まさか、この状況でアクアは戦線離脱するっていうのか。
「エアも大したもんだよね。私を襲ったら魔物が瞬殺されちゃうのがわかってるから、あえて襲わせないようにしたんだね」
「待ってくれアクア。今は一刻を争う事態なんだ。ここは目をつぶって手を貸してくれ」
時間制限がないのならアクアの矜持にいくらでも付き合える。けれど今っ、今だけはその矜持を翻してくれ。
「ジャス。本来なら私はここにいないの。ジャス達との戦いでとっくに死んでるの。だからたとえどんなピンチに陥ったって、自分たちだけの力で切り抜けなきゃいけないんだよ。死んだら何も出来ないから」
「本来いないって、今ここにいるじゃないか」
「信頼できる仲間を頼るのは間違いじゃないよ。けど状況に流されてただ甘えるのは違うと思うの。この戦いはね。ジャス自身が強くなれないと意味がないんだから」
くっ、仲間になったかと思えば呆気なく突き放すじゃないか。
腹いせとばかりに剣を振るい、カラスの群れを全滅させた。ジャーレフの姿は見えなくなってしまったが、まだ足音は聞こえている。
まだ急げば追いつけるはずだ。
檄を飛ばしてから再び登り出す。カラスやライチョウの群れに襲われるも、クミンとエリスと三人で駆け抜けながら対処をした。足を止めたら止めただけ、ジャーレフが先を進んでしまうから。
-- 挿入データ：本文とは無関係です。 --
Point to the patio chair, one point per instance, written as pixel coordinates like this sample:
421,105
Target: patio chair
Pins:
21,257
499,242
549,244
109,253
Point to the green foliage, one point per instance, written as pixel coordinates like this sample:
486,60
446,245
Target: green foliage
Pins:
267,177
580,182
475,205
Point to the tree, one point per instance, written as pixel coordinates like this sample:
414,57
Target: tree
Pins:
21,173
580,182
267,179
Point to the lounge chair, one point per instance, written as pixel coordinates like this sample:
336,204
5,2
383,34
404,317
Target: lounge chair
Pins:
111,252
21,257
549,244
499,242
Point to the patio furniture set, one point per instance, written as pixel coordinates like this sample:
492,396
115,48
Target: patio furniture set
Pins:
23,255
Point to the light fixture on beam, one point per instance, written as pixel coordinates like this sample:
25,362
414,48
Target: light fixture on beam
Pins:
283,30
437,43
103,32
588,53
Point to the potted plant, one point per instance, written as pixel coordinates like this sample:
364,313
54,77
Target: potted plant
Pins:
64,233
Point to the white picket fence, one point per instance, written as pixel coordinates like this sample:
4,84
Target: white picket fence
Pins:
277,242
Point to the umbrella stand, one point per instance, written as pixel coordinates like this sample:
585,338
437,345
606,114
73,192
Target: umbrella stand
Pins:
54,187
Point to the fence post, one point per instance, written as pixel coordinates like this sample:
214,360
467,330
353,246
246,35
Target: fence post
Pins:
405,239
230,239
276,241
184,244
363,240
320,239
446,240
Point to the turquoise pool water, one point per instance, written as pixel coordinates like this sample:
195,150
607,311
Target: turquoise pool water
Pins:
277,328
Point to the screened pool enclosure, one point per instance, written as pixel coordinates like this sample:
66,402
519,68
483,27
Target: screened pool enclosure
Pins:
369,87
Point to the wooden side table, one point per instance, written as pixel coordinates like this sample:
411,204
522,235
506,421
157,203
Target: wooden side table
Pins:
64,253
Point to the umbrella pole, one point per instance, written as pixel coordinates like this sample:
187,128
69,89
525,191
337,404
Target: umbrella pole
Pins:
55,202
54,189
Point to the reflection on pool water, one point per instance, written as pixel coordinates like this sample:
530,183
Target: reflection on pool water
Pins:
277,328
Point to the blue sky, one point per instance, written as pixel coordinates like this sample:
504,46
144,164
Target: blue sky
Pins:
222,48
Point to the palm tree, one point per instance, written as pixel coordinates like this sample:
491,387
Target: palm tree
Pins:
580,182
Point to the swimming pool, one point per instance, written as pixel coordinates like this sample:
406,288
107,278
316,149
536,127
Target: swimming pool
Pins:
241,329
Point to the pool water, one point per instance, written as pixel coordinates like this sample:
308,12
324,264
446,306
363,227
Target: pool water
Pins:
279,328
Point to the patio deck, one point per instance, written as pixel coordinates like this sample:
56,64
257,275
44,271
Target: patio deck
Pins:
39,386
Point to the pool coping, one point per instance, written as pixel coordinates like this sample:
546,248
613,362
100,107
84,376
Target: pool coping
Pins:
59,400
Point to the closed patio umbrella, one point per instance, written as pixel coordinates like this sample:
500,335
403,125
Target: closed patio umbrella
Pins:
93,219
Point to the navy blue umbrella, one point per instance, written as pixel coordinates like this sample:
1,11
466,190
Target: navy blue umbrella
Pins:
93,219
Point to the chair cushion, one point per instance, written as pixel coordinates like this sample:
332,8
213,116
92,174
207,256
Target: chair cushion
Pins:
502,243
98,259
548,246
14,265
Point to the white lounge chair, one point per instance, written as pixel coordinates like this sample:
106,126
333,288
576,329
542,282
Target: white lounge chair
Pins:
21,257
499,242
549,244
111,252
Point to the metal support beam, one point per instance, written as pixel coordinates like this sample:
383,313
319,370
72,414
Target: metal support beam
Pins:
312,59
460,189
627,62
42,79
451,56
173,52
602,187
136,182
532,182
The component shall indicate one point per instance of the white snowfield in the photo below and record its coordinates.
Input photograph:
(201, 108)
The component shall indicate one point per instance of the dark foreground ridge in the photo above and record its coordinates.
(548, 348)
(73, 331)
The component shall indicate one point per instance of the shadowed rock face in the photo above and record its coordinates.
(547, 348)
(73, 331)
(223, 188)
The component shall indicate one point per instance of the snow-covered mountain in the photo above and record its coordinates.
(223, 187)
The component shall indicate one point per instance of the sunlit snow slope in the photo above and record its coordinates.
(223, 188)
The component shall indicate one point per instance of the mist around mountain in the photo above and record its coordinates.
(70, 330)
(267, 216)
夕焼け色した内装はやがて星が輝く夜空の色と変わり、襲いかかる魔物もフクロウやトビといった夜行性の鳥に種類を変えていった。
フクロウの催眠音波に苦戦を強いられ、足を止められては失った時間に焦る。
焦るほどに、何もしないアクアに苛立ちが募ってゆく。
「こんな状況だっていうのに徹底してるじゃないかいアクア。ワイズが死んでもいいのかい」
「その時はジャス達の実力が足らなかっただけだよ。だってエアは、私が戦闘に参加しないのを踏まえて競争を持ちかけたんだから」
だから、エアのルールに則ってアクアは手伝わないっていうのか。ワイズを、ジャーレフを、ボクたちを見捨てるっていうのか。
「ほんっと厳しいわねアクアは。っで、この戦いを乗り越えたらアタシ達は強くなれるわけ?」
エリスの矢で射貫くような鋭い問いかけに、アクアは笑みをこぼして言い放つ。
「もちろん。だから信じさせてよ、エリス達が自分たちの力だけでワイズを救い出せるのをさ」
「だったら、期待に答えなくっちゃね!」
気持ちが高揚したのかエリスは、力強く応えながら魔物達をより鋭く射貫いていった。
わからない。どうしてそうまでエリスはアクアを信用できるのか。
ボクの方はマリーを殺した残虐なアクアが、脳裏にチラついて離れないっていうのに。
許したはずのアクアを、許せなくなってきている。